Clair nodded, uncomfortable with her own need for a relationship as much as with Mrs. Franklin’s. “You don’t have to apologize. I think we both want to start again from here.”

“I do.” Eyes filled with surprising tears, Mrs. Franklin scooped the hand towel off the desk. “Go on, and I’ll start breakfast. Good Lord, I forgot I have other guests.”

She vanished through the bathroom door, and Clair made her escape. She’d like to forgive and forget, but she had to be sure she could before she made a move. Every breath she took here in Fairlove made staying more important to her. For twelve years, she’d taken action to keep from indulging in self-pity. Often action had translated into running away. She needed a more mature attitude if she was going to make a home here.

She drove out of town to the familiar road that led to her family’s old house. She saw the roof first, rising above the trees. It looked surprisingly intact, but time, neglect and peeling paint had colored the clapboard siding a dreary gray. Clair nosed her car onto the old graveled drive, sparsely covered now in patches of thin grass. She got out and picked her way through ruts onto Dylan property, property that had once been Atherton.

Suspended above the oak door her grandfather had carved, a wooden sign banged against the house. Normally this sign hung from an iron arm attached to one of the clapboards. Rust had decayed the chain at the end farthest from the house, and the sign had scraped a rut in the wood.

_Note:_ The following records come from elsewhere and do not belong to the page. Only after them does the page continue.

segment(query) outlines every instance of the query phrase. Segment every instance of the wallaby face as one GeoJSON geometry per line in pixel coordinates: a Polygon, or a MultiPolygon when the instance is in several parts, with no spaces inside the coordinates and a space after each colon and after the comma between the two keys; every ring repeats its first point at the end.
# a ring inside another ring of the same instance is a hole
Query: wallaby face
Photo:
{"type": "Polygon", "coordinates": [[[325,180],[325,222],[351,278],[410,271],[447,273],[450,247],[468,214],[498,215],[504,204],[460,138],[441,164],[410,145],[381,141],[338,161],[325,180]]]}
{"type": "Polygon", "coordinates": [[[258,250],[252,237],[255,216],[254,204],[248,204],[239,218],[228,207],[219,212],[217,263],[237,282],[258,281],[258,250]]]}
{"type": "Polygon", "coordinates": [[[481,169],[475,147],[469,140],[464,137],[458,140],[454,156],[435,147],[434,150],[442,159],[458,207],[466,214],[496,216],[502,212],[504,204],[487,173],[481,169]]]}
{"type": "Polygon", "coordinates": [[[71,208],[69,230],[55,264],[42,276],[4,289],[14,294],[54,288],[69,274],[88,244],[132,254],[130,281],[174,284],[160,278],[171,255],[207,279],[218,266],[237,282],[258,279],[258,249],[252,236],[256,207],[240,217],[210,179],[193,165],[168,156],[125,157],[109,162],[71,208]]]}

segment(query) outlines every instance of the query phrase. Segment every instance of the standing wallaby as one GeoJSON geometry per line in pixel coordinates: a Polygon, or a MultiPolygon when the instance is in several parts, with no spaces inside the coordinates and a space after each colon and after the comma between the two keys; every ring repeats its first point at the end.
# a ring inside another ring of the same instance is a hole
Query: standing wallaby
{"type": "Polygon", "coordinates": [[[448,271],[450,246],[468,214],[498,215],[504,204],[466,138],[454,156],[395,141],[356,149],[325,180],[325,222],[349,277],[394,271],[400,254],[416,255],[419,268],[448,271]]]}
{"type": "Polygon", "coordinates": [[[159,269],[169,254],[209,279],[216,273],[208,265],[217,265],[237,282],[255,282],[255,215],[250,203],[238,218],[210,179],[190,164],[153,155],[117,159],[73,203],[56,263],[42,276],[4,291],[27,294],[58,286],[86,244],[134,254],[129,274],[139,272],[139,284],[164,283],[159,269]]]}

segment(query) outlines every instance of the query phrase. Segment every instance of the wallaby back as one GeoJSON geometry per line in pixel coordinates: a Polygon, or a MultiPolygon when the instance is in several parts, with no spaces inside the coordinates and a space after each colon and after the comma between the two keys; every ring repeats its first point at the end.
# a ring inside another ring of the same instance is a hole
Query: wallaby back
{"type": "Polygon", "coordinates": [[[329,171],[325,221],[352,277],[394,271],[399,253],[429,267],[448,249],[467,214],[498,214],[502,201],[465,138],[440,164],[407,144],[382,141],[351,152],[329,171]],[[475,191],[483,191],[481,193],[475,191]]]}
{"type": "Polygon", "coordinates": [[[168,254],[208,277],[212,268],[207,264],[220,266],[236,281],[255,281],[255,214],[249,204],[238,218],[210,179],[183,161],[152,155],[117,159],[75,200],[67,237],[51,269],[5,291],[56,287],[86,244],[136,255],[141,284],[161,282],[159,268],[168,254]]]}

Clair read the sign, even though she knew every curlicue in the burnt engraving. The Oaks. An ancestor had named the house for the great gnarled trees that surrounded it. Clair’s father had burned its name into the current sign one hot summer day when she was still too small to reach the top of his workbench. Once in every generation an Atherton had to make a new sign for their home. Responsibility for renewing the sign had passed down through the family with the house.

Fresh grief swamped Clair, but she choked back tears, unwilling to waste any more valuable seconds. She’d ached too deeply to surround herself with the familiar sensations, the sigh of the breeze that wound a loving embrace around the corners of her home, the click of branches that seemed to tap each other in secret conversation a human couldn’t understand.

Ahead of her, something moved in the long uncut grass. A bird rose with a startled cry, and a wiry black feline sprang into the air.

“Hey!” Clair raced for the cat to shoo it away, but the bird had flown out of reach.